When we are creating SCs on the cloud and you run commands in this section such as "kubectl apply -f sc.yml" is that run inside an EC2 instance that has kubernetes tools installed? Or are you using the EKS service? – do you happen to have any suggested resources for getting started with EKS?

Cheers!

1 Answers

Hi Adam,

I don’t have resources for EKS, but I have some comments re StorageClasses on AWS.

Firstly, the sc.yml file is in the courses GH repo at https://github.com/ACloudGuru-Resources/Kubernetes_Deep_Dive_NP/blob/master/lesson-storage/sc.yml  << I’m pretty sure you already know that.

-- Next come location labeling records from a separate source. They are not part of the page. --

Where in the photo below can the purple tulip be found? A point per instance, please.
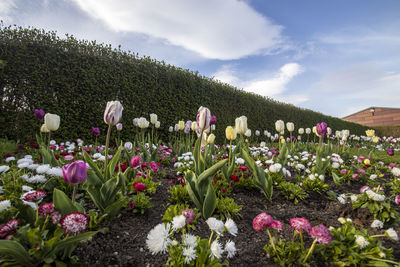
(322, 128)
(39, 114)
(213, 120)
(96, 131)
(75, 172)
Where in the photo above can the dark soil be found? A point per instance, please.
(125, 242)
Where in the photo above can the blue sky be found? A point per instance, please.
(335, 57)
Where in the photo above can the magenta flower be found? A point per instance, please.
(74, 223)
(321, 128)
(261, 221)
(277, 225)
(46, 209)
(397, 200)
(9, 228)
(35, 196)
(321, 234)
(75, 172)
(189, 214)
(96, 131)
(139, 186)
(55, 217)
(39, 114)
(153, 166)
(300, 224)
(213, 119)
(136, 162)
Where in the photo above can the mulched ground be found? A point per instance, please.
(125, 242)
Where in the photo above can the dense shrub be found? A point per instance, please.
(75, 78)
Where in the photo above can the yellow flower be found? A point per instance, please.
(370, 133)
(230, 133)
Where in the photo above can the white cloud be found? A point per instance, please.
(216, 29)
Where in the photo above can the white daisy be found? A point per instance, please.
(158, 238)
(231, 227)
(216, 249)
(361, 242)
(178, 222)
(190, 254)
(190, 240)
(215, 225)
(230, 249)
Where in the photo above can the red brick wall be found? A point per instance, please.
(382, 117)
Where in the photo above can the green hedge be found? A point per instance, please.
(75, 79)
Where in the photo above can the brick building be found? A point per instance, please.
(376, 116)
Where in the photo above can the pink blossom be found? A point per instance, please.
(74, 223)
(261, 221)
(321, 233)
(276, 225)
(9, 228)
(34, 196)
(300, 224)
(46, 209)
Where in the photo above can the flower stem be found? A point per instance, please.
(310, 250)
(106, 149)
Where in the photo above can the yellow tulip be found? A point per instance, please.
(230, 133)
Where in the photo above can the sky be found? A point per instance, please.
(335, 57)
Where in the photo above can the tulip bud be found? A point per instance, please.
(52, 121)
(203, 118)
(290, 126)
(153, 118)
(113, 113)
(44, 129)
(119, 126)
(211, 139)
(241, 125)
(279, 126)
(230, 133)
(75, 172)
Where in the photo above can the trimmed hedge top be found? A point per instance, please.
(75, 78)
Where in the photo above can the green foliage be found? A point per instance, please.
(292, 191)
(80, 76)
(178, 195)
(227, 208)
(142, 202)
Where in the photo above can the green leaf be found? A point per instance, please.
(210, 203)
(62, 202)
(15, 251)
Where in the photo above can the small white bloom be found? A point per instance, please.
(377, 224)
(158, 238)
(215, 225)
(392, 234)
(230, 249)
(216, 249)
(190, 254)
(5, 205)
(178, 222)
(361, 242)
(231, 227)
(190, 240)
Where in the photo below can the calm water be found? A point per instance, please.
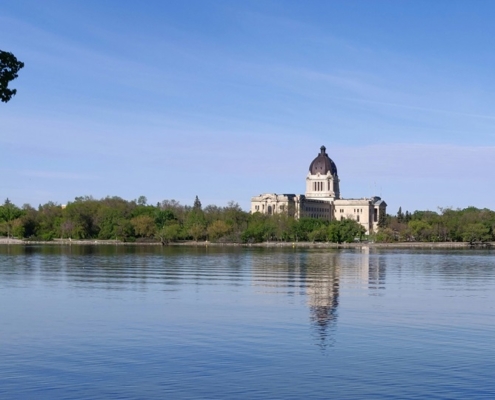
(215, 323)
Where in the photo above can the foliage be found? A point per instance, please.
(470, 225)
(168, 221)
(9, 68)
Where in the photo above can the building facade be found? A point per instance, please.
(322, 199)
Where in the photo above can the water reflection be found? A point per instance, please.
(323, 295)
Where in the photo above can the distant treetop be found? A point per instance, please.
(9, 67)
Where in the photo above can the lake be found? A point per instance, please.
(150, 322)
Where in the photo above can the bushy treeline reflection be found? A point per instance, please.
(467, 225)
(113, 218)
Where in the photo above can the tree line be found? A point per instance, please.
(470, 224)
(113, 218)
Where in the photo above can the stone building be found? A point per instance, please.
(322, 198)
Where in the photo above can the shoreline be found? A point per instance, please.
(406, 245)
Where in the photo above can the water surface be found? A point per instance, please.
(121, 322)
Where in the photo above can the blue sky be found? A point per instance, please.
(227, 100)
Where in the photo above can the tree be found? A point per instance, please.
(8, 213)
(197, 204)
(218, 229)
(144, 225)
(9, 67)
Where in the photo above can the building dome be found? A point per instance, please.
(322, 164)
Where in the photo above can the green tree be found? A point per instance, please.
(8, 213)
(144, 226)
(169, 233)
(218, 229)
(9, 68)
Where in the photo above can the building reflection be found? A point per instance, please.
(317, 277)
(311, 275)
(322, 290)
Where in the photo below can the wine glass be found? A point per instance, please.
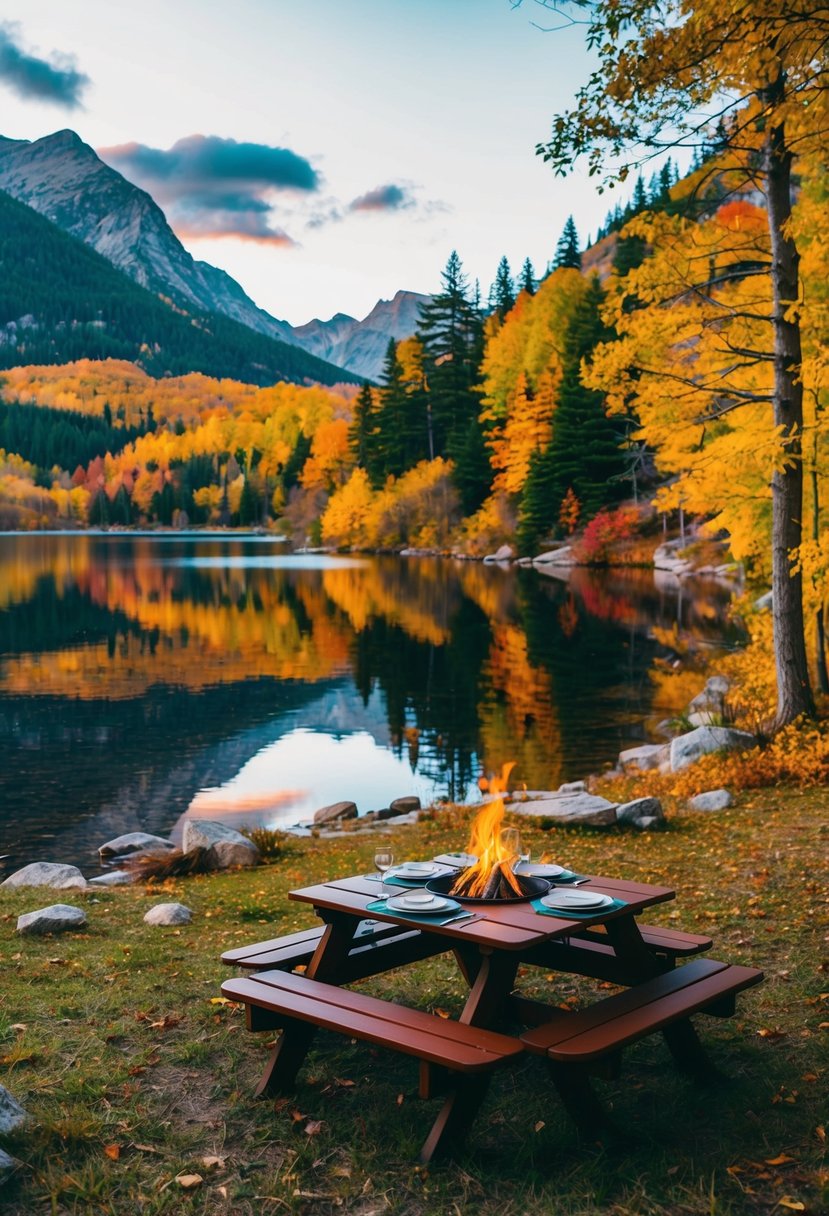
(383, 859)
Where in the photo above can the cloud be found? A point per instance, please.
(55, 80)
(383, 198)
(212, 186)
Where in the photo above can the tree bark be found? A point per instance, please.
(794, 693)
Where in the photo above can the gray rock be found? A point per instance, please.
(647, 756)
(688, 748)
(639, 809)
(225, 846)
(712, 800)
(168, 913)
(112, 878)
(46, 873)
(56, 918)
(11, 1113)
(404, 805)
(7, 1166)
(586, 809)
(134, 842)
(336, 811)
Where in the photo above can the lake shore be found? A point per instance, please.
(135, 1075)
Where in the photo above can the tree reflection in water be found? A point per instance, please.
(135, 671)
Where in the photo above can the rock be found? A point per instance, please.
(168, 913)
(639, 809)
(134, 842)
(688, 748)
(586, 809)
(7, 1166)
(336, 811)
(225, 846)
(112, 878)
(56, 918)
(404, 805)
(647, 756)
(712, 800)
(560, 556)
(11, 1113)
(46, 873)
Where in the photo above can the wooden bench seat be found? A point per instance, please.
(285, 1000)
(297, 949)
(700, 986)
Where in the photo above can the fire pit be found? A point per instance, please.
(491, 879)
(528, 889)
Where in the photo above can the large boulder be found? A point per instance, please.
(46, 873)
(334, 812)
(641, 809)
(168, 913)
(56, 918)
(686, 749)
(11, 1113)
(588, 810)
(648, 755)
(711, 800)
(225, 848)
(134, 842)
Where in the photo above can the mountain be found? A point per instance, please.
(63, 179)
(60, 300)
(361, 345)
(66, 181)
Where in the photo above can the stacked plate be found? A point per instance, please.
(564, 899)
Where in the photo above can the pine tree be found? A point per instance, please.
(567, 251)
(585, 451)
(503, 290)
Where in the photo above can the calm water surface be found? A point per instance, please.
(144, 677)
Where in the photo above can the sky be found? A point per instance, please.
(326, 153)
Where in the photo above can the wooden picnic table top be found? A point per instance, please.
(508, 927)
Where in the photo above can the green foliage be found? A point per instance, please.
(60, 302)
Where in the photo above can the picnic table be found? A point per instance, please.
(458, 1057)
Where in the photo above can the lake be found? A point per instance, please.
(147, 676)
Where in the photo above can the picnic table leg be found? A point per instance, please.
(456, 1116)
(681, 1037)
(293, 1043)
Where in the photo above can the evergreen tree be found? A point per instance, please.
(528, 277)
(567, 251)
(503, 290)
(585, 451)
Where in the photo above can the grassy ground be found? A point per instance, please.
(135, 1076)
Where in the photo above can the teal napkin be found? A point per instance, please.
(567, 915)
(416, 917)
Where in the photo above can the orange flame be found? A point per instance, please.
(486, 842)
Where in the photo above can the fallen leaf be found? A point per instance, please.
(190, 1180)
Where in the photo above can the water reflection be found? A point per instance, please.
(136, 673)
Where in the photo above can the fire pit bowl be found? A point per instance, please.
(531, 887)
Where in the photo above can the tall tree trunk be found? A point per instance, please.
(794, 693)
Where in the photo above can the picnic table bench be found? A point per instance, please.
(458, 1057)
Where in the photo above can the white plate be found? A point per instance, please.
(576, 901)
(416, 905)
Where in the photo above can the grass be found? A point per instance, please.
(136, 1076)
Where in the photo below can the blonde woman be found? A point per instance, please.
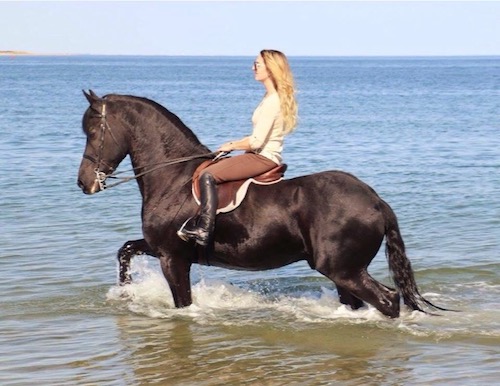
(272, 120)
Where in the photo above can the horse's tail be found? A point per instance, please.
(400, 265)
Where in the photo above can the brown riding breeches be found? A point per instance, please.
(239, 167)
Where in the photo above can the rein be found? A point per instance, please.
(101, 177)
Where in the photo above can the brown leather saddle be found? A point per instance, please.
(232, 193)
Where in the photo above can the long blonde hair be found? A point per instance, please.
(281, 75)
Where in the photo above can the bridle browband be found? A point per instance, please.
(101, 176)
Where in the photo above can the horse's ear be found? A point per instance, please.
(92, 97)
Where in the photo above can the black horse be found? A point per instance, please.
(331, 219)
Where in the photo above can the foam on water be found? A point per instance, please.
(213, 300)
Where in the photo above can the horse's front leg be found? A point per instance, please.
(177, 274)
(125, 253)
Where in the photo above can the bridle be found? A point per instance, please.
(101, 177)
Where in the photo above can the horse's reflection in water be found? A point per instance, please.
(331, 219)
(179, 350)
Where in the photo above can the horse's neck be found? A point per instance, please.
(157, 147)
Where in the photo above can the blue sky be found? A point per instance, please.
(244, 27)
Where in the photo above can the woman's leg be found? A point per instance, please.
(239, 167)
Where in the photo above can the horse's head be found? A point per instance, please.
(105, 147)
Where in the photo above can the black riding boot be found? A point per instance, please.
(201, 228)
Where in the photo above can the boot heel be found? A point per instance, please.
(181, 232)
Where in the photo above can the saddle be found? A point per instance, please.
(232, 193)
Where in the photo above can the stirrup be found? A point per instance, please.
(183, 235)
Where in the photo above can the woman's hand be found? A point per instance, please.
(242, 144)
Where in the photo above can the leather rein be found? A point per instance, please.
(101, 177)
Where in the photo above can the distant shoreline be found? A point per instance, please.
(15, 53)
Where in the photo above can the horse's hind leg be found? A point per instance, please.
(362, 286)
(349, 299)
(125, 254)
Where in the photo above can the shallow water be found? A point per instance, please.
(422, 131)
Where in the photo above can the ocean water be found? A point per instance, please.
(423, 132)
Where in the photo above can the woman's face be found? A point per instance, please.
(259, 69)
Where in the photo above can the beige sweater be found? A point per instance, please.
(268, 129)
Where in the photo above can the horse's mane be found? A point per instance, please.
(164, 112)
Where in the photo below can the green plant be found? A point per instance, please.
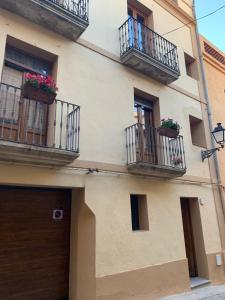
(169, 123)
(46, 83)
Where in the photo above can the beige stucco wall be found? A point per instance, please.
(104, 89)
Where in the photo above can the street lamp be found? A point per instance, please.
(218, 134)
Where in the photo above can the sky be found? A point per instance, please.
(212, 27)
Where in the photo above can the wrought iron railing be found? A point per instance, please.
(31, 122)
(134, 35)
(145, 145)
(79, 8)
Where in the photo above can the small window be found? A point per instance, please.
(197, 132)
(139, 212)
(191, 66)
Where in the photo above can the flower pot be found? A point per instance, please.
(37, 94)
(171, 133)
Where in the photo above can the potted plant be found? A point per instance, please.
(169, 128)
(40, 88)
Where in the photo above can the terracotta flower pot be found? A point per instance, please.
(171, 133)
(38, 94)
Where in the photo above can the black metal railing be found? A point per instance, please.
(31, 122)
(134, 35)
(145, 145)
(79, 8)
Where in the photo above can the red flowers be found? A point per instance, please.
(45, 83)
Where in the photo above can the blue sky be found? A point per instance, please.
(212, 27)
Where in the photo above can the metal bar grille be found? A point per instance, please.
(134, 35)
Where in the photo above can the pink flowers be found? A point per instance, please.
(45, 83)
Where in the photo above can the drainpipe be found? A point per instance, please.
(209, 112)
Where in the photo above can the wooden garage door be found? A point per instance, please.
(34, 247)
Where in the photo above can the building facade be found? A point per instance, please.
(95, 202)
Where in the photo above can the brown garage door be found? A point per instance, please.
(34, 247)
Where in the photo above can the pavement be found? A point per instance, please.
(206, 293)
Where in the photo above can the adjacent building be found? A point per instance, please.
(95, 202)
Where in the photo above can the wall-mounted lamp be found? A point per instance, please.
(218, 134)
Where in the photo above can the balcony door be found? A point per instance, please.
(22, 120)
(145, 134)
(137, 22)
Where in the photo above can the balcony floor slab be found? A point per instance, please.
(147, 169)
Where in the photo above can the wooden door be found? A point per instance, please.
(188, 237)
(34, 247)
(22, 120)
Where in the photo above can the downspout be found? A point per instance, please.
(209, 112)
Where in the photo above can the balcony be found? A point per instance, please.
(65, 17)
(146, 51)
(149, 153)
(35, 132)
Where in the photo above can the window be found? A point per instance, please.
(197, 132)
(139, 212)
(23, 119)
(191, 66)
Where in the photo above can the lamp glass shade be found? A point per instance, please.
(219, 134)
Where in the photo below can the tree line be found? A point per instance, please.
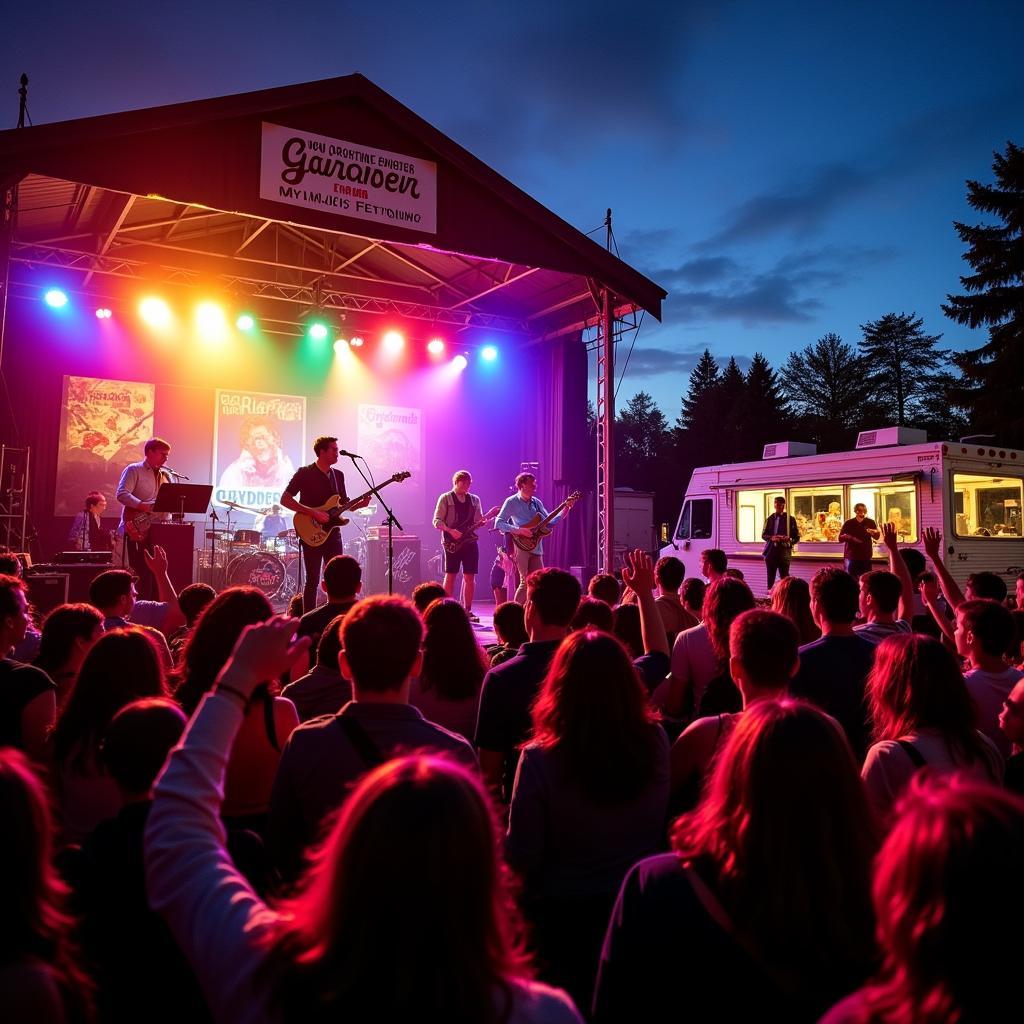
(895, 374)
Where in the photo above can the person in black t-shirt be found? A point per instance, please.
(315, 484)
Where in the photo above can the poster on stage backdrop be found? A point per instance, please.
(103, 425)
(299, 168)
(389, 437)
(258, 439)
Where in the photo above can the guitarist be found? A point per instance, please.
(457, 512)
(315, 484)
(518, 509)
(137, 493)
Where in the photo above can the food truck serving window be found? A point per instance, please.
(753, 508)
(987, 505)
(819, 511)
(895, 503)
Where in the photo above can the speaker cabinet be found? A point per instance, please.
(407, 566)
(46, 591)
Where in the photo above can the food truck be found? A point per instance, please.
(972, 493)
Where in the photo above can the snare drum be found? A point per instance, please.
(260, 569)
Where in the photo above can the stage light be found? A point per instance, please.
(210, 321)
(393, 342)
(155, 311)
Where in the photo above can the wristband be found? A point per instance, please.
(232, 689)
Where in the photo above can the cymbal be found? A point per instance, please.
(244, 508)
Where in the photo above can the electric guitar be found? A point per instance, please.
(451, 545)
(137, 522)
(539, 527)
(313, 534)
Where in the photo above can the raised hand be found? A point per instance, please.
(639, 574)
(263, 651)
(157, 562)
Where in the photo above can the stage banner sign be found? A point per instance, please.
(389, 437)
(103, 425)
(321, 173)
(258, 439)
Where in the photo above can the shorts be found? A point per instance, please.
(497, 576)
(466, 558)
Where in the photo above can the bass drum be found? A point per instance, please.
(261, 569)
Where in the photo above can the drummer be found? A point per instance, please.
(271, 523)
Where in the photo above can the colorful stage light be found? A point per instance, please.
(393, 342)
(155, 311)
(210, 321)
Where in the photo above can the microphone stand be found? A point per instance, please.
(391, 523)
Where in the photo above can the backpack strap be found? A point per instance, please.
(912, 753)
(360, 740)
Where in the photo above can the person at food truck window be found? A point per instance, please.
(857, 535)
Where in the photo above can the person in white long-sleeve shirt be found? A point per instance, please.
(401, 915)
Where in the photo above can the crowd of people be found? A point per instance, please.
(659, 797)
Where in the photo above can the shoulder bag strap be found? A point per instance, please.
(361, 740)
(912, 753)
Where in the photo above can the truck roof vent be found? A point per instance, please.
(888, 436)
(787, 450)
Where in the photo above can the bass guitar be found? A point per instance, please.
(314, 534)
(137, 522)
(539, 527)
(451, 545)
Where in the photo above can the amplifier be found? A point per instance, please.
(85, 558)
(46, 591)
(407, 565)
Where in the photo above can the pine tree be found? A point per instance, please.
(704, 377)
(731, 415)
(766, 414)
(992, 374)
(902, 364)
(697, 430)
(826, 385)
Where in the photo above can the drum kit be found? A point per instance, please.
(247, 558)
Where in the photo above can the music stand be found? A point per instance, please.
(179, 499)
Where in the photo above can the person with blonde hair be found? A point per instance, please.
(401, 914)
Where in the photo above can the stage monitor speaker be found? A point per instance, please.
(46, 591)
(177, 540)
(407, 566)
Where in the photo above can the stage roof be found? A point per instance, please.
(171, 196)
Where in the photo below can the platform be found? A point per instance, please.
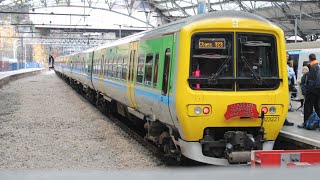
(309, 137)
(7, 76)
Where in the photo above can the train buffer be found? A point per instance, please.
(285, 158)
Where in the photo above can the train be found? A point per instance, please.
(211, 87)
(299, 54)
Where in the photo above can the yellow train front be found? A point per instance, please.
(231, 87)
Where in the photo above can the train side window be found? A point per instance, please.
(106, 68)
(148, 69)
(124, 68)
(155, 70)
(102, 65)
(166, 67)
(110, 67)
(140, 73)
(119, 65)
(114, 67)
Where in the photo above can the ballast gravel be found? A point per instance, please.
(45, 124)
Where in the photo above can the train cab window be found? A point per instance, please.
(148, 69)
(257, 63)
(124, 68)
(155, 71)
(140, 65)
(165, 78)
(119, 66)
(212, 61)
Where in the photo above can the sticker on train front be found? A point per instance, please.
(242, 110)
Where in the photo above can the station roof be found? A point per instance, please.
(305, 14)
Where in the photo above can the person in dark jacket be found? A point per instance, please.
(312, 92)
(291, 75)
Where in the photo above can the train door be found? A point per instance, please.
(130, 82)
(164, 102)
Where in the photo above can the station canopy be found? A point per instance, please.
(300, 16)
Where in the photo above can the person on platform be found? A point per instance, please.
(302, 86)
(291, 75)
(51, 61)
(312, 95)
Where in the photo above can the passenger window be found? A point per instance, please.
(165, 77)
(109, 71)
(106, 66)
(114, 67)
(102, 65)
(148, 69)
(119, 64)
(124, 68)
(140, 69)
(155, 70)
(111, 67)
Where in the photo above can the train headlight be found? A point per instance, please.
(197, 110)
(272, 110)
(264, 110)
(206, 110)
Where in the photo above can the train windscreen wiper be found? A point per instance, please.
(257, 77)
(214, 78)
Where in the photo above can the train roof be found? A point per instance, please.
(178, 25)
(303, 45)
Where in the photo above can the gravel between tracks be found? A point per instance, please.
(44, 123)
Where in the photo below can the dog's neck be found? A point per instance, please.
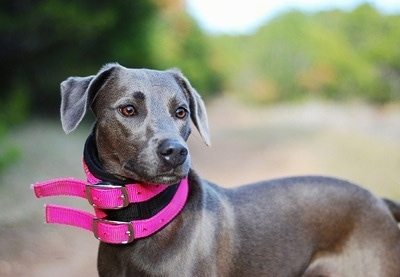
(135, 211)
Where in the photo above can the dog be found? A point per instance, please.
(296, 226)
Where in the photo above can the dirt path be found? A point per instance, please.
(353, 142)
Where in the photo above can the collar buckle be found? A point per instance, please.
(115, 232)
(98, 196)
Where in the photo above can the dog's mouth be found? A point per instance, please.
(168, 177)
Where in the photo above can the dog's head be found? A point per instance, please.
(143, 120)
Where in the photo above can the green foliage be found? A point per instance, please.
(178, 42)
(334, 54)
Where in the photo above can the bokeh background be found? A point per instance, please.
(301, 92)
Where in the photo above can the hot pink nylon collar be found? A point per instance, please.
(109, 197)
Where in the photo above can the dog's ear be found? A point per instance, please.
(78, 93)
(198, 112)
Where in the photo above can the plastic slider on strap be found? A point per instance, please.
(115, 232)
(107, 196)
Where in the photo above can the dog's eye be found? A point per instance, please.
(128, 110)
(181, 113)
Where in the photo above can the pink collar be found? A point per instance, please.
(107, 197)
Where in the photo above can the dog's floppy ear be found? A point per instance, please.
(198, 112)
(77, 94)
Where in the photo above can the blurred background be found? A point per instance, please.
(292, 87)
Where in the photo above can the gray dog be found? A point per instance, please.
(300, 226)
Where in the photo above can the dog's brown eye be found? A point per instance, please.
(181, 113)
(128, 110)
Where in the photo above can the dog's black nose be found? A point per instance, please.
(173, 152)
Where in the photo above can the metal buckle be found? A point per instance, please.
(129, 233)
(124, 194)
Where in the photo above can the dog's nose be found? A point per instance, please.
(173, 152)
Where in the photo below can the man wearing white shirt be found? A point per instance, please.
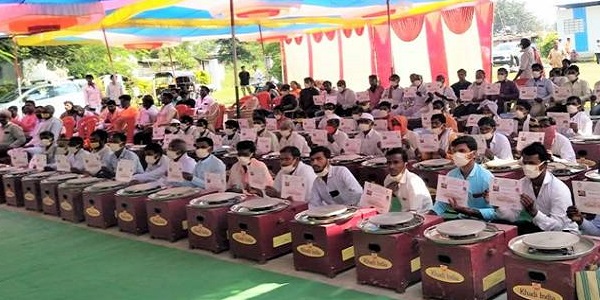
(498, 145)
(370, 139)
(334, 184)
(290, 138)
(545, 198)
(157, 164)
(291, 164)
(409, 188)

Second, you’re using kubectl to POST the YAML to the Kubernetes API server. This passes the configuration to the relevant components wthin the control plane to implement the configuration. The control plane runs a set of cloud-related controllers managed by the cloud-controller-manager which has the smarts to talk to native services in the underlying cloud platform. If you’re provisioning from AWS using something like the provisioner: kubernetes.io/aws-ebs provisioner, Kubernetes will talk to AWS and dynamically provision the EBS volume for you.

HTH

manishpoddar

Hi Nigel, Does this means that K8s doesn’t need any sort of IAM Roles or Access Keys or Secret Access Keys to communicate with AWS API’s for provisioning EBS Volumes?

John L

Hi Manish, I know you directed this at Nigel but… the link between EKS and IAM is very loose. In order to create an EKS cluster the user of course needs the proper permissions in IAM. That user automatically becomes the admin of the cluster when it is created. For additional users things get woolly. EKS runs under an assumed role with specific permissions. Any admin of the cluster can provision storage under that role. Adding extra admins is where it gets weird. There is a cm called aws-auth that you add the additional users via their ARN. Once that is applied and a user connects via the CLI with the appropriate keys AWS validates the user but no permissions flow down to K8S from IAM. The IAM user can be RO and in the cluster the same user can be a cluster-admin. That’s all defined as in K8S RBAC. All IAM does, essentially, is confirm that the user keys are legit; nothing else. So users other than the original cluster creator need to be granted RBAC permissions to create storageclass objects, then the provisioning on AWS is handled via the API under the assumed role.

shellygangadharan

I am running Kubernetes on Google cloud. How is it possible to provision aws-ebs here?. I ran kubectl apply -f .sc.yml and it created 2 storage classes . storageclass.storage.k8s.io/fast created storageclass.storage.k8s.io/slow created

shellygangadharan

I am wondering shouldn’t this work only if it was on AWS?

nigelpoulton

Hi Shellygangadharan. You cannot provision AWS resources to a K8s cluster on another cloud. aws-ebs volumes can only be provisioned to clusters on AWS.